Ankara Cumhuriyet Başsavcılığı'nın CHP’nin 4-5 Kasım 2023’teki 38. Olağan Kurultayı'na ilişkin başlattığı soruşturmada sıcak bir gelişme yaşandı. İstanbul Büyükşehir Belediye (İBB) Başkanı Ekrem İmamoğlu, kurultayda "usulsüzlük ve menfaat sağlama" iddialarıyla “şüpheli” sıfatıyla ifade verdi. Hakkındaki tanık beyanlarını sert bir dille eleştiren İmamoğlu, “Aynı isimler her dosyada karşımıza çıkıyor. Bu tanıklar değil, siyasi operasyon aparatları” dedi. İmamoğlu’nun savunması hem yargı sürecine hem de siyasi kulislerdeki hareketliliğe damga vurdu.
Ankara Cumhuriyet Başsavcılığı'nca yürütülen soruşturma kapsamında, İBB Başkanı Ekrem İmamoğlu'na Ankara'da yapılan CHP'nin 38. Olağan Kurultayı sırasında bir kısım parti temsilcilerine menfaat temin ettiği ve kurultayda usulsüzlük yaptığı iddialarına ilişkin 9 soru sordu.
İmamoğlu, sorulara ve tanık beyanlarına "tek" cevap vermek istediğini belirtti.
Hakkında kurultaydan önce CHP Genel Başkanı Özgür Özel lehine çalışma yaptığına ve finansal destek sağladığına ilişkin tanık beyanlarını reddeden İmamoğlu, "Adına tanık denilen ancak tanık olmayan aynı 3-5 isim her seferinde yeni bir dosyada yeniden sahneye çıkarılıyor. Ya benim ya da partimin üzerine yeni bir iftira kurgulamakla görevlendiriliyorlar." ifadelerini kullandı.
İmamoğlu, bazı medya mensuplarını finanse edip Londra'ya geziye götürdüğüne, kurultay öncesinde doğu illerindeki delegelerle İstanbul'da bir otelde toplantı yaptığına ve birçok ilçe belediye başkanını Özel'e oy vermesi karşılığında finanse ettiğine ilişkin tanık ifadelerini reddetti.
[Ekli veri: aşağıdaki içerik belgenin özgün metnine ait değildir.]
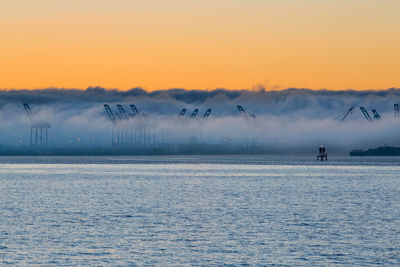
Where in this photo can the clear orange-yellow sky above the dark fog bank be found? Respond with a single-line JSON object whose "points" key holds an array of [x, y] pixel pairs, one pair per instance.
{"points": [[200, 44]]}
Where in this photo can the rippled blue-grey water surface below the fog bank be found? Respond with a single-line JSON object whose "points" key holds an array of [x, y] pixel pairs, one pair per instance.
{"points": [[199, 211]]}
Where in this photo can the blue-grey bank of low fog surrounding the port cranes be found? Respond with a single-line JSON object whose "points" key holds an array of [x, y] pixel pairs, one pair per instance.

Kurultay delegeleri üzerinde baskı oluşturularak seçim sürecinin manipüle edildiğini kabul etmeyen İmamoğlu, şu ifadeleri kullandı:
"Tanıklar madem bu kadar vazgeçilmezler hepsini toplayıp İstanbul'daki soruşturmaya da göndersinler. Hiç şaşırmam, muhtemelen orada da ifadeleri hazırdır belki de vermişlerdir. Asıl sorulması gereken şudur. Bu akıl dışı beyanları kimlerin ezberlettiğini hangi odakların bunlara yol tarif ettiğini sorgulamak yerine bağımsız olması beklenen yüce Türk yargısının bu kişileri 'muteber tanık' ilan etmesi hangi hukuk anlayışıyla bağdaştırılabilir?
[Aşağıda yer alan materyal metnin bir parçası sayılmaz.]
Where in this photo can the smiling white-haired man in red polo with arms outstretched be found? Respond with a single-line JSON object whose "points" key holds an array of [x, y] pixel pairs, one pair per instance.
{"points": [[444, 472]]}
Hukuk bir ülkenin onurudur. Adaletin terazisine iftirayı, dedikoduyu, siyasi siparişleri koymak sadece bireylere değil, doğrudan milletin iradesine ve demokrasimize saldırıdır. Yargının akıl ve vicdan dışı bu senaryoların figüranı haline getirilmeye çalışılması yalnızca bir hukuki çürüme değil, aynı zamanda halkın adalet duygusuna açık bir ihanettir. Milletimize çok büyük bedeller ödeten bu süreç, hukuku siyasetin sopası haline getiren ve bu gidişata sessiz kalan herkesi bu suçun ortağı haline getireceği bir gerçektir."
Öte yandan, soruşturmada bugüne kadar 90 kişi şüpheli sıfatıyla ifade verirken, 36 kişinin de tanıklığına başvuruldu.